Perhaps I am naïve, or just an optimist, but I fail to see what is so threatening to people about the idea of a transgender person using the bathroom. If we are struggling so hard with this microcosmic issue - one single space in a whole world - it remains to be seen how we can ever come to grips with this macrocosmically.
This is where the limits of tolerance are most apparent. Tolerance, defined by Merriam Webster, is the ability or willingness to [allow] something, in particular the existence of opinions or behavior that one does not necessarily agree with.
There are lot of things that we tolerate. We tolerate poor customer service from one internet company because that of its competitors is just as bad. We tolerate our friends’ or partners’ bad habits, like putting a drink on a table without a coaster. It is shameful that we should think of human lives as merely “tolerable.”
When we say it like that, of course, it sounds awful. But we’ve gotten very good at talking around tolerance. We proudly declare that we accept fundamental things, like a transgender person’s right to self-identify and choose their own pronouns. Sometimes we say this with a slight grudge, as if the idea of having to cede that much is spiritually costly.
It follows, then, that we have to be dragged kicking and screaming to the point that we are proactive in protecting the rights of transgender Americans and those around the world rather than reactive. If we’re this unabashedly awful at faking like we respect others, if we can’t even admit that we tolerate someone else’s mere existence without gritting our teeth, how can we be angry when we’re called to task for our inaction? Why are we so upset when someone points out that every time we’re asked not to be merely reactive we throw a mini temper tantrum at the prospect of having to do more than acknowledge someone has Constitutional rights?
I understand that tolerance can be hard.
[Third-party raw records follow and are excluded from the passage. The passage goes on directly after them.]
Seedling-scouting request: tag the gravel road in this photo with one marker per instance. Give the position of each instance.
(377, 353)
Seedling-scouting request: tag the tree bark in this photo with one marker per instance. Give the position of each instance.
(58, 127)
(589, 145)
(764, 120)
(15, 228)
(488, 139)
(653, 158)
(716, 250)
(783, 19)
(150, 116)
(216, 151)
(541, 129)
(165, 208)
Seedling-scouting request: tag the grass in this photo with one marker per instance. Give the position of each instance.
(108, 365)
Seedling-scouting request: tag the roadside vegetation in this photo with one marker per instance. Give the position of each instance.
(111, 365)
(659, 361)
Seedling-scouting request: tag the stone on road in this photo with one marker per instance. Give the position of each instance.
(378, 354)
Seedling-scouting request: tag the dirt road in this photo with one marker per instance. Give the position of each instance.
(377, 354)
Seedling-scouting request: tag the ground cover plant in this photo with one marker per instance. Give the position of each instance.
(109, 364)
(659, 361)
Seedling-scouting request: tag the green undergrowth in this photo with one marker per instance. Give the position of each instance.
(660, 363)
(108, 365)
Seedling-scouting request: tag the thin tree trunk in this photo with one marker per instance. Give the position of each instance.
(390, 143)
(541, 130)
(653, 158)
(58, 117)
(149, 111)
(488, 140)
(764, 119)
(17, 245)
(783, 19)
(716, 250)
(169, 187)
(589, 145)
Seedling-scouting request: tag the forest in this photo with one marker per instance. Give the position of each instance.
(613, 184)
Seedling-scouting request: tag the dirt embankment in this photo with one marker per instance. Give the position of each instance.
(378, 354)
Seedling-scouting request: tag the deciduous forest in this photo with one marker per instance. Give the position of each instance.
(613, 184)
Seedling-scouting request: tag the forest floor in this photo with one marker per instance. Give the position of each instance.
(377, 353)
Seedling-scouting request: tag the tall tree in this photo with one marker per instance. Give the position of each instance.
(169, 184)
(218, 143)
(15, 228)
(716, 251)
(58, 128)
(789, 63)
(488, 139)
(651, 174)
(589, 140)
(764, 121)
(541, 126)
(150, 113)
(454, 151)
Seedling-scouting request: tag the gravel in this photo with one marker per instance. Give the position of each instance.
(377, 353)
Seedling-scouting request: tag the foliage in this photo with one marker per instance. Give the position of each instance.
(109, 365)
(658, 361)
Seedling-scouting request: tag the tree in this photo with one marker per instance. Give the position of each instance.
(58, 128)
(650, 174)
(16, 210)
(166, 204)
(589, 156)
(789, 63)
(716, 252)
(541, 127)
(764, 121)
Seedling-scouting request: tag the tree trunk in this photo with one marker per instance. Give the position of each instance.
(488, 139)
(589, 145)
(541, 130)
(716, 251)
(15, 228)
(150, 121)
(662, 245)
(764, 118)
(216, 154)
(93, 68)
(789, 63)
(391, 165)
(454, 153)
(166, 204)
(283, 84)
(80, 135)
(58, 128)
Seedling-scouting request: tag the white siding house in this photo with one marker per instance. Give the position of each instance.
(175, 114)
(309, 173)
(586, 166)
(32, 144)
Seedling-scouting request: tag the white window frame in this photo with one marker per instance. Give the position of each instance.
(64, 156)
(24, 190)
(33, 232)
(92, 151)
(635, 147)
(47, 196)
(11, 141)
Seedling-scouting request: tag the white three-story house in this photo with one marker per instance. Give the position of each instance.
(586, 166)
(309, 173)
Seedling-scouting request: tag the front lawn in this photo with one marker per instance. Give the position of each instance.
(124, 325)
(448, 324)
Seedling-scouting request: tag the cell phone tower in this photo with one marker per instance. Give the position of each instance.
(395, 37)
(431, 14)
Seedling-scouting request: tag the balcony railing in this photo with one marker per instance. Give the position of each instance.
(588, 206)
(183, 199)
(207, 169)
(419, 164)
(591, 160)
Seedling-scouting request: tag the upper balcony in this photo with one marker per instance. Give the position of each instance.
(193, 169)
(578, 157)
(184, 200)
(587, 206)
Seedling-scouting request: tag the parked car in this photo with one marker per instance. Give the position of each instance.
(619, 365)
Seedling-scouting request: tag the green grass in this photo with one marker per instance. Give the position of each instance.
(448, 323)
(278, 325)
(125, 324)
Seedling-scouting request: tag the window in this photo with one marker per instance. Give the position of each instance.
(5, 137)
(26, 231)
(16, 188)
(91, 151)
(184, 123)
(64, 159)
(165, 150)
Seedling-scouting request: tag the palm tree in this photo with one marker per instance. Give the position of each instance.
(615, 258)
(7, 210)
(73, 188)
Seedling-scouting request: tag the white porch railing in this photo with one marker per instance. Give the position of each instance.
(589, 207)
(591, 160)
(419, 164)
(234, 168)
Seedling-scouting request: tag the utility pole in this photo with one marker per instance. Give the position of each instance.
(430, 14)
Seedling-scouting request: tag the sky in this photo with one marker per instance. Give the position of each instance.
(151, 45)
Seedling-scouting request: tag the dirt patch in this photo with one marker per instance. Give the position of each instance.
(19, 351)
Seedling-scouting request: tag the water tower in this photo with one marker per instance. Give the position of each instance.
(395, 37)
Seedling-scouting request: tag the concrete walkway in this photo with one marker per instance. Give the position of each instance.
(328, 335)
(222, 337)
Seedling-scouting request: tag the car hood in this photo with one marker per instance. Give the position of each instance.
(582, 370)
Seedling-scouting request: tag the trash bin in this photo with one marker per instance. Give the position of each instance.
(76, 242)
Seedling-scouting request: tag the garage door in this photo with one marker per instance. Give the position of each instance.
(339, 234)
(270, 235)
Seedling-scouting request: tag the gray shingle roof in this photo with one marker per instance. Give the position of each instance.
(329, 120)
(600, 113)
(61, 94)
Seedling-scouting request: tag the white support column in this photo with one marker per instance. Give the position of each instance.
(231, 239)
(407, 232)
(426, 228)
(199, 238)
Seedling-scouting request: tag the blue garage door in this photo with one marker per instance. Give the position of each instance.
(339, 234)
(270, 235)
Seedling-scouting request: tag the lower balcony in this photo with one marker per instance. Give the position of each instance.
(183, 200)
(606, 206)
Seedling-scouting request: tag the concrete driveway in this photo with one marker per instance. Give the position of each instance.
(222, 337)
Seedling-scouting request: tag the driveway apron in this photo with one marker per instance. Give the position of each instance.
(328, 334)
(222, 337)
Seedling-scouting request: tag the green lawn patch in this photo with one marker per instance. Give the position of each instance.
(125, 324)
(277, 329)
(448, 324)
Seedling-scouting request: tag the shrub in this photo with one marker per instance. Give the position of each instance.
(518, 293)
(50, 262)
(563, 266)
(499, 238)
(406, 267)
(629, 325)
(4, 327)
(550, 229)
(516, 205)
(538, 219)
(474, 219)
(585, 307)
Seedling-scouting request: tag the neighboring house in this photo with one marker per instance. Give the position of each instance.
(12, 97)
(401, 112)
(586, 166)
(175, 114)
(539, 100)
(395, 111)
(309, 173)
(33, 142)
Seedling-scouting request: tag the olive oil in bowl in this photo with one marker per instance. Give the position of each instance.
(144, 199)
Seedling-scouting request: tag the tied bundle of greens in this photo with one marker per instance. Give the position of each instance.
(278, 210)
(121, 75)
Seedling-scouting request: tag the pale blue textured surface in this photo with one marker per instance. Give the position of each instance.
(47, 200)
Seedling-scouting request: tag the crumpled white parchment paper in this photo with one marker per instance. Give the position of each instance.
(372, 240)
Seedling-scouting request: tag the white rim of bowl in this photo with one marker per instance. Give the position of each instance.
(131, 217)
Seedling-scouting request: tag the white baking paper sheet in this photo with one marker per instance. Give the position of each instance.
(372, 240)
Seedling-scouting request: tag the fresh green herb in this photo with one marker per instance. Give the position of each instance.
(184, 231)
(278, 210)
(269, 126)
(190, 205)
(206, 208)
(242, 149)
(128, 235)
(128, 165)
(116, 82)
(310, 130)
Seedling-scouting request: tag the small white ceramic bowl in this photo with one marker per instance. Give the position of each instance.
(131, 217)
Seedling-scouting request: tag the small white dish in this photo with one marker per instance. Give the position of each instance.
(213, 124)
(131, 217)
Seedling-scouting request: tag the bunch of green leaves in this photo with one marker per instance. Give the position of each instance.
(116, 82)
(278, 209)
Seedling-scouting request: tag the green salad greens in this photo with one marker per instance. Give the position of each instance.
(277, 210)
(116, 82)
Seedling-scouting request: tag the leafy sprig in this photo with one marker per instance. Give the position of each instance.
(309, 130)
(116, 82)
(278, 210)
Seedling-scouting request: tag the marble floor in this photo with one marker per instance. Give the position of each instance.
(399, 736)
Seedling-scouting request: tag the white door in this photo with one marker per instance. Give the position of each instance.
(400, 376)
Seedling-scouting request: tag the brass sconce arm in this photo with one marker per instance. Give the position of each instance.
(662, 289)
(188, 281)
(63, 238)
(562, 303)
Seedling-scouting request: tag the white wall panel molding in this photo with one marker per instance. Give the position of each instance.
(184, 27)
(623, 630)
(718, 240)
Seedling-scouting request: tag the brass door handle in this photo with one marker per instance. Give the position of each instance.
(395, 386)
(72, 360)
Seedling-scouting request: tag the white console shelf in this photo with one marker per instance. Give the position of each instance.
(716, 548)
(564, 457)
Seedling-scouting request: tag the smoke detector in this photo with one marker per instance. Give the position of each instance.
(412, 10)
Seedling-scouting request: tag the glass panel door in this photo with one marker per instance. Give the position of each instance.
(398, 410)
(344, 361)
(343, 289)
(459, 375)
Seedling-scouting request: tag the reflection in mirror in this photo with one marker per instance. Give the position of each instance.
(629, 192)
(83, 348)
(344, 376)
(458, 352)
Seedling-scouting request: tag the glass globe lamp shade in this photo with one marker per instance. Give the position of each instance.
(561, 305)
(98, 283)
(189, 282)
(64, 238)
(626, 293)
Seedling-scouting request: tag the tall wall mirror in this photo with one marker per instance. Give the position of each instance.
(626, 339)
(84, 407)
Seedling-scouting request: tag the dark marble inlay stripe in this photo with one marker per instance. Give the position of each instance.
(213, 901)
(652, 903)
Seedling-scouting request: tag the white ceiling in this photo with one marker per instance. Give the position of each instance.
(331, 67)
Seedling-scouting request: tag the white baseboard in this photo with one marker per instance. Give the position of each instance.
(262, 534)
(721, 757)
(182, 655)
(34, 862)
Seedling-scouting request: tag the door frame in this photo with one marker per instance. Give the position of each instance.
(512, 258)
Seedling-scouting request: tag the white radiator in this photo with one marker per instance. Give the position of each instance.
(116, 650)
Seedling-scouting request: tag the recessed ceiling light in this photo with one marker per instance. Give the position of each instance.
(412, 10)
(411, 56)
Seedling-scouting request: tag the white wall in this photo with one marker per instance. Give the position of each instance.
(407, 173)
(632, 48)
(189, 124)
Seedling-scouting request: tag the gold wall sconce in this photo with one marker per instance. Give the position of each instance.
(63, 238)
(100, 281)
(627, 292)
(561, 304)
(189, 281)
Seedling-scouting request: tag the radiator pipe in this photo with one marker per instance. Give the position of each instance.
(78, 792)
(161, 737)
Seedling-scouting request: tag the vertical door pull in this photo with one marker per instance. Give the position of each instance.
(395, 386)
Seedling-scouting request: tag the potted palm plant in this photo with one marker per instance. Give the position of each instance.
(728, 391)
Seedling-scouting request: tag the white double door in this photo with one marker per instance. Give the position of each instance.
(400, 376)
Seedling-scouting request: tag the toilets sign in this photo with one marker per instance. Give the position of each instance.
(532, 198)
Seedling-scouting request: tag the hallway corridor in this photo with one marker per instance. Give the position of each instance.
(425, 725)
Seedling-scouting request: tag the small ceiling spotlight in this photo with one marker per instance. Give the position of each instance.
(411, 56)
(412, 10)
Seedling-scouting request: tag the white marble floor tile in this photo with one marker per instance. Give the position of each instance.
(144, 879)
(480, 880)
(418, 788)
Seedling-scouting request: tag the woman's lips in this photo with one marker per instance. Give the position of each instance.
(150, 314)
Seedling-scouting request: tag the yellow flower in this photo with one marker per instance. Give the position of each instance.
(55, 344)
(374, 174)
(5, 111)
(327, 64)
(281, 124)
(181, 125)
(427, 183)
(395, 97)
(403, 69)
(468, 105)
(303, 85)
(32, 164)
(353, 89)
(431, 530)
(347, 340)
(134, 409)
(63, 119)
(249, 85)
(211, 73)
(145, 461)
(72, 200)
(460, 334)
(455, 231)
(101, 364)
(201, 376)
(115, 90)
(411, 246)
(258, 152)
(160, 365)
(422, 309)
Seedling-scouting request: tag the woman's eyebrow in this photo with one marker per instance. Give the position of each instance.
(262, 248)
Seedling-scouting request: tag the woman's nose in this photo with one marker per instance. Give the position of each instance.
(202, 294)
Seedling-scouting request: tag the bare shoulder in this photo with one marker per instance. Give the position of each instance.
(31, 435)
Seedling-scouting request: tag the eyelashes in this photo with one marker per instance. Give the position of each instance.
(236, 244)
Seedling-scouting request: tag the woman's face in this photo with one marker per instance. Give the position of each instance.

There are a lot of things I don’t agree with in this world, and if I had things my way people like the Westboro Baptist Church or the Ku Klux Klan wouldn’t be allowed to operate in our country. But I know that because the Constitution treats racism and homophobia as expressions of personal opinion rather than systemic repression, I have to suck it up and learn to live with them.
The thing is, transgender people are in no way, shape, or form anything like a group preaching hate or inciting violence. And I made that comparison because if you can hear how stupid it sounds to compare the Ku Klux Klan to someone who just wants to pee without government regulation, you can understand why framing this as an issue of tolerance just doesn’t work.
If we expect to be showered with praise and prizes for inclusivity, acceptance, and community, we must do something to create that environment. It is not enough simply to choose not to lock the door or pull the blinds. Passively resisting the forces of change and justice is not the same thing as actively propelling them onwards. In this political climate, we can’t just tolerate people. We have to welcome them, support them, and uplift them. And we have to do that in a way that, while allowing for theory and praxes to shift and evolve, never forgets the humanity of the people living in our communities. Tolerance just won’t cut it anymore.